OAK ISLAND, NC (WWAY) — The Town of Oak Island is preparing for a potentially record breaking number of sea turtle nests this year, with 91 and counting. Do you know what to do if you see a nest, or a turtle laying one?
With five different species laying eggs on our beaches, it can be an exciting time for both residents and visitors. However, it’s also important to keep the animals safe.
Kristin Holloman-Noe, outreach coordinator for the North Carolina Aquarium at Fort Fisher, says plastic bags, soda can rings, straws, and balloons can be especially dangerous to turtles. The animals often mistake those items for food.
“If you can leave the beach cleaner than you found it, that’s great,” Holloman-Noe said. “So anything you bring with you, take it back with you. If you see any trash, or anything that’s there on the beach, go ahead and clean it up.”
Holloman-Noe also says to fill in any holes you or your kids dig during the day.

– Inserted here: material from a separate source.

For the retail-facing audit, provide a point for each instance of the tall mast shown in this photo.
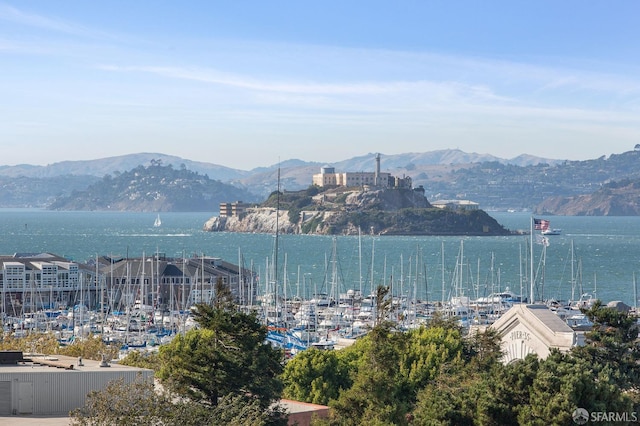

“Females nesting could fall into those holes. Once we get into hatching season, hatchlings could fall into those holes,” she said.

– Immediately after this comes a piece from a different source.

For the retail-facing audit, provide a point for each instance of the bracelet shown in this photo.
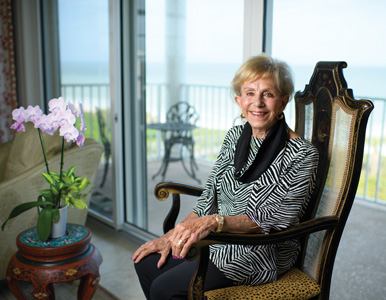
(220, 222)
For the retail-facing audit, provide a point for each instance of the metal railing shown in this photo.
(218, 112)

Eileen Ramsdale with the Oak Island Sea Turtle Protection Program says the east coast has been experiencing a surge in turtle nests this year. So far, there are 91 confirmed nests in Oak Island alone.
“Our state biologist is not sure whether it’s the heat and the temperature of the water that’s bringing the turtles earlier, or whether the species is really recovering that much,” Ramsdale said.
Ramsdale says the highest recorded number of nests in Oak Island in a single season was 115. With 30 to 40 more potential days of nesting to go, this could be a record breaking year.
More than 100 volunteers monitor nests to see when they are preparing to hatch, and help the turtles navigate to the water.
“If you see edging, green edging, around the nest heading down towards the water, that means that we are anticipating that the nest will hatch, and anybody is welcome,” Ramsdale said. “Everybody is welcome.”
Ramsdale says if you the biggest rule if you see a turtle on the beach is no flashlights or flash photography. If you see a female laying a nest, call the local police department so they can inform that town’s volunteer group.